The idea here, though, is to not slander the role of the leader, but to put under a proverbial microscope how its responsibilities have, over time, seemingly morphed to embody someone that we can allow to sit above the community through power and control, rather than sitting beside the community in communion and solidarity—which, in my opinion, is the duty of a cultural or political figurehead.
“For me, this is a beneficial relationship. One that drives community and leadership closer while fostering a tie that separates any negative connotations of managerial oversight or divide, effectively integrating the leadserhip role back into the masses instead of creating the Us vs. Them divide so common in corporate environments.”
Take Team Epiphany— a shameless plug, sure, but also a great example of a symbiotic dynamic of shared values and habits between leadership and community—our cultural perspectives and nuanced approaches to fashion, art, politics, or music feed off of each other to create a place where everyone plays a unique role within the larger puzzle—regardless of rank. And in many ways, this seems to be by design.
Our fearless leaders, Coltrane Curtis and Lisa Chu, created an environment where their empowering beliefs and cultural milieu have manifested through the individuals—the wider Team Epiphany fam—and our shared commonality across culture, philosophy, ethics, morals, and so on. The result is a community, a family as we like to say, whose work is reflective of the unit rather than the singularity of the C-suite. Ultimately, there is a sense of unity that tangibly reverberates through the halls of our newly minted office.

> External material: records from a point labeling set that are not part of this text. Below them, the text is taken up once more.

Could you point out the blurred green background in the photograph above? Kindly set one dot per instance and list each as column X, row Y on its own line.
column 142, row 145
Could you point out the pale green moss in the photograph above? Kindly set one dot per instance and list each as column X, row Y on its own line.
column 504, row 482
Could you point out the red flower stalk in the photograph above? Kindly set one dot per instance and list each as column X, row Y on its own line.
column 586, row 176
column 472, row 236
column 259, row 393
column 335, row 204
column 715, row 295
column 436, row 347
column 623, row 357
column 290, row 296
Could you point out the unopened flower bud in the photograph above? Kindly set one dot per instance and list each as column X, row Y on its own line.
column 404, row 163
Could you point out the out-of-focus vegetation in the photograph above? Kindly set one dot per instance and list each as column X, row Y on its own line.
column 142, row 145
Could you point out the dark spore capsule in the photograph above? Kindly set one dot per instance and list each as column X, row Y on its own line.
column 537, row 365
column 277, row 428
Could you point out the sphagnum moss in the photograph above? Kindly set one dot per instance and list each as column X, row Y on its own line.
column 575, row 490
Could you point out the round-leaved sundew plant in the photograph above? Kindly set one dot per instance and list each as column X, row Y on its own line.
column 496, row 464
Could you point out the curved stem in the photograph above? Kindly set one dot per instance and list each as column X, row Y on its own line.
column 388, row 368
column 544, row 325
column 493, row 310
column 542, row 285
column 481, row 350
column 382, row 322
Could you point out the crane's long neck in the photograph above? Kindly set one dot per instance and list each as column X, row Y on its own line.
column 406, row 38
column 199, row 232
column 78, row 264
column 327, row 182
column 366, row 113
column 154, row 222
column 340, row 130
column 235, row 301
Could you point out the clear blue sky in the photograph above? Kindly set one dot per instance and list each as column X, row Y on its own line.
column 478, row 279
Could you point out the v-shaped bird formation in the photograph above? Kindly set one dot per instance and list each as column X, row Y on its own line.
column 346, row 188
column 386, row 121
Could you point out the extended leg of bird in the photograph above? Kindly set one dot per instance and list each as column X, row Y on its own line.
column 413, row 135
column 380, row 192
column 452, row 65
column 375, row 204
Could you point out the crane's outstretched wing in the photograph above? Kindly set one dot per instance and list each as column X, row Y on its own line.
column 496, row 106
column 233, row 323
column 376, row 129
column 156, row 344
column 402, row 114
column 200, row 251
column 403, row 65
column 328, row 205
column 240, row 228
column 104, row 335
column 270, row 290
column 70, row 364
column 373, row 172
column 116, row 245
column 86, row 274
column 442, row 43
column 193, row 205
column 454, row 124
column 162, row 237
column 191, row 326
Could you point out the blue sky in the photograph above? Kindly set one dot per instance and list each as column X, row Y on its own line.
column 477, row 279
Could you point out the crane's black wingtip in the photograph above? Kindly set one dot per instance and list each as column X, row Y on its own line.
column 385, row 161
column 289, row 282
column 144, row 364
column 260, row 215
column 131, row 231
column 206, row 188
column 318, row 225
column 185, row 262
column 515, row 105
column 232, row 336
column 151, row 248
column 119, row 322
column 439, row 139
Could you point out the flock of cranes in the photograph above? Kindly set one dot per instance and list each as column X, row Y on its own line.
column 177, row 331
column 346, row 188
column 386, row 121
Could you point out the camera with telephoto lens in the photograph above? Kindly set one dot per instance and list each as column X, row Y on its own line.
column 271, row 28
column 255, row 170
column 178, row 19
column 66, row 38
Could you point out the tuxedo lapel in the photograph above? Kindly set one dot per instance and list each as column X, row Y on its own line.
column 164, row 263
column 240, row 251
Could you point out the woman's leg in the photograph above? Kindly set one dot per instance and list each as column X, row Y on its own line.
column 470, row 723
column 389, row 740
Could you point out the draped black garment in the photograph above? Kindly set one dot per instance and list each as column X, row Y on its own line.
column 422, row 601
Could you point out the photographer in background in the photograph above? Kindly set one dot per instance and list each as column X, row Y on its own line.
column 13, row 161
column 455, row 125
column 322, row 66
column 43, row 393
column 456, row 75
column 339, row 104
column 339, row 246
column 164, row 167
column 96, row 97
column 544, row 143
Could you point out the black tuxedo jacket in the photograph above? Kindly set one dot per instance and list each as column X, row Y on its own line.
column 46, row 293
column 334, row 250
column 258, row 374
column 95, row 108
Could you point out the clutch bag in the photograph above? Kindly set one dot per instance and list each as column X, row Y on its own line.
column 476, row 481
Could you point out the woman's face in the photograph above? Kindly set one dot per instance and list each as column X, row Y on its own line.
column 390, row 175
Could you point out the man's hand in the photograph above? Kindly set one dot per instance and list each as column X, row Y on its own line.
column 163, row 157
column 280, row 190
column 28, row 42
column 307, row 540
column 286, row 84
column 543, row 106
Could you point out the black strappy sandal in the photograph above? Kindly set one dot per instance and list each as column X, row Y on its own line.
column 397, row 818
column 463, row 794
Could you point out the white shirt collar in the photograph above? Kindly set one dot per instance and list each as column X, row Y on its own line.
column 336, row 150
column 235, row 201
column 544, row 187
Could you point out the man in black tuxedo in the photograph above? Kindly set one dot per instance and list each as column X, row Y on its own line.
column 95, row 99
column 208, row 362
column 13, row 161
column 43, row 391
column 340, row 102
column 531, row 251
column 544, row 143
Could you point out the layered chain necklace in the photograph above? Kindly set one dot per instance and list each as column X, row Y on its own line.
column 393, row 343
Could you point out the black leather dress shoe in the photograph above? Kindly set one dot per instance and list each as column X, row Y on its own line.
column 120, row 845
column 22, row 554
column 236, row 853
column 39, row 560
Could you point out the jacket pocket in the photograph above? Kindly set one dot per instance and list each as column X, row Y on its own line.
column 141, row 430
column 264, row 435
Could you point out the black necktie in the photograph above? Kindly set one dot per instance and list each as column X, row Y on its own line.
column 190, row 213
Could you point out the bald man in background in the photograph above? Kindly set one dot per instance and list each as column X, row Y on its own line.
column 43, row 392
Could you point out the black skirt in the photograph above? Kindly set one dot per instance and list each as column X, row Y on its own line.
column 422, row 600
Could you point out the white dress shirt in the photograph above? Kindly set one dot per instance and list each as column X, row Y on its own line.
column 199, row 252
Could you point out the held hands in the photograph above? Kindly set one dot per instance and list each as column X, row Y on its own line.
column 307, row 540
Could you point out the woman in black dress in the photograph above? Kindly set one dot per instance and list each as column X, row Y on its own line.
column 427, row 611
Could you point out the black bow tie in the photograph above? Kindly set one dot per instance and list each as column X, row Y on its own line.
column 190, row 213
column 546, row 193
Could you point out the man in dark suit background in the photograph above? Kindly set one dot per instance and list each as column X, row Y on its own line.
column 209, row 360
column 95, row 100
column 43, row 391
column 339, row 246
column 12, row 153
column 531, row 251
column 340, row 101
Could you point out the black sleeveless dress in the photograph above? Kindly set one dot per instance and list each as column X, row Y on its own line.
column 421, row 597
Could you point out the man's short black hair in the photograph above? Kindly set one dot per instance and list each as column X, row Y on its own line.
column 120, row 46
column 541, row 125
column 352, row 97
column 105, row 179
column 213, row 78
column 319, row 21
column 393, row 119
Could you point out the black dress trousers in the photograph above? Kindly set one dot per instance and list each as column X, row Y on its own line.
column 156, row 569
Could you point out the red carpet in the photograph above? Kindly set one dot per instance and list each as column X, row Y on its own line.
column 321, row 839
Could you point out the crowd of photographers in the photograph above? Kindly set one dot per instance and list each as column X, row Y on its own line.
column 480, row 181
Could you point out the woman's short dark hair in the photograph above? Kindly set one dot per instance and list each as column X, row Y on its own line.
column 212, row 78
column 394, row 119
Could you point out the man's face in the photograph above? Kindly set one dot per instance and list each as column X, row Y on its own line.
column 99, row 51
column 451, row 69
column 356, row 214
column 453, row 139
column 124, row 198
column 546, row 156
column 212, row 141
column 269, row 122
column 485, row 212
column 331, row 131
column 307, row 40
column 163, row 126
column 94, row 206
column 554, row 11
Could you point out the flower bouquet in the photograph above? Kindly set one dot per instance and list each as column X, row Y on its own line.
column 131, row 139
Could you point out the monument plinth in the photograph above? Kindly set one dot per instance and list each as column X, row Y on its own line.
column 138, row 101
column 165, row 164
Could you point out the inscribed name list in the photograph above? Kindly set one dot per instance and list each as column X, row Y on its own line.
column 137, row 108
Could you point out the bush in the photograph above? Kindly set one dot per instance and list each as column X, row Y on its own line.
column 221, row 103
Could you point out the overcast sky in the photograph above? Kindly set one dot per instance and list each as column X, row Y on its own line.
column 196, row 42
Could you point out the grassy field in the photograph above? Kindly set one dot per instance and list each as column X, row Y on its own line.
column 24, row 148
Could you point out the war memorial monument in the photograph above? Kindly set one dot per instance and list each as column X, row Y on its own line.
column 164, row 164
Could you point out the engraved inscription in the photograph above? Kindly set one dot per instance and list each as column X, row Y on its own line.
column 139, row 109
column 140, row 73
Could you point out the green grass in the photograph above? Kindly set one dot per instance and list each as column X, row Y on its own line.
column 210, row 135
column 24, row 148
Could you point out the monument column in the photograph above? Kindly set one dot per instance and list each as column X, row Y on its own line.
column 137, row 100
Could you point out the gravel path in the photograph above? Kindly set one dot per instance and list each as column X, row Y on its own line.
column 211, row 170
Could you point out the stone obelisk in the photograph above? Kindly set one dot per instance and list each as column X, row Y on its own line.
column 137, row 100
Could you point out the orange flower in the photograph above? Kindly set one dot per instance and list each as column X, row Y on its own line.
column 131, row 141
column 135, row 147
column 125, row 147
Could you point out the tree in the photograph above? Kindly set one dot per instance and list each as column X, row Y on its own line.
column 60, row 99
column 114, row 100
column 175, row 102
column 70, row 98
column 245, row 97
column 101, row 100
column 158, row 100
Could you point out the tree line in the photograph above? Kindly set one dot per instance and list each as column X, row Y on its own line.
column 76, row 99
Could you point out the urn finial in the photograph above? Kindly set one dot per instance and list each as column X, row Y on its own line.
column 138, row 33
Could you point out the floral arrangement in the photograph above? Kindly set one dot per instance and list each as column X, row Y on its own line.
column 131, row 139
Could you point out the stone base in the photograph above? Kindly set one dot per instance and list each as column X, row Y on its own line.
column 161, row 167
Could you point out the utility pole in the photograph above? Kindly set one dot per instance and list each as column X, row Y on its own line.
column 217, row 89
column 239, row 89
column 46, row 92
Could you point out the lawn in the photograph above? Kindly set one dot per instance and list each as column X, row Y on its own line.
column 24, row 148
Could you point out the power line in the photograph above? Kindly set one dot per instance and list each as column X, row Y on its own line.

For me, this is a beneficial relationship. One that drives community and leadership closer while fostering a tie that separates any negative connotations of managerial oversight or divide, effectively integrating the leadserhip role back into the masses instead of creating the Us vs. Them divide so common in corporate environments.
Without taking too much away from the role of “the leader,” I believe that we must interrogate the dynamic it shares with its constituents, unpacking the ties between ideologies of communities and the icons they represent. The best leaders are not only selfless servants of their communities, but are also understanding that they carry the burden of earnestly representing their people. So, as our current circumstances have us reconsidering the group affinities we profess, and in an election year no less, it’s worth calibrating your sense of individuality and leadership to the points that best uphold your values and outlook.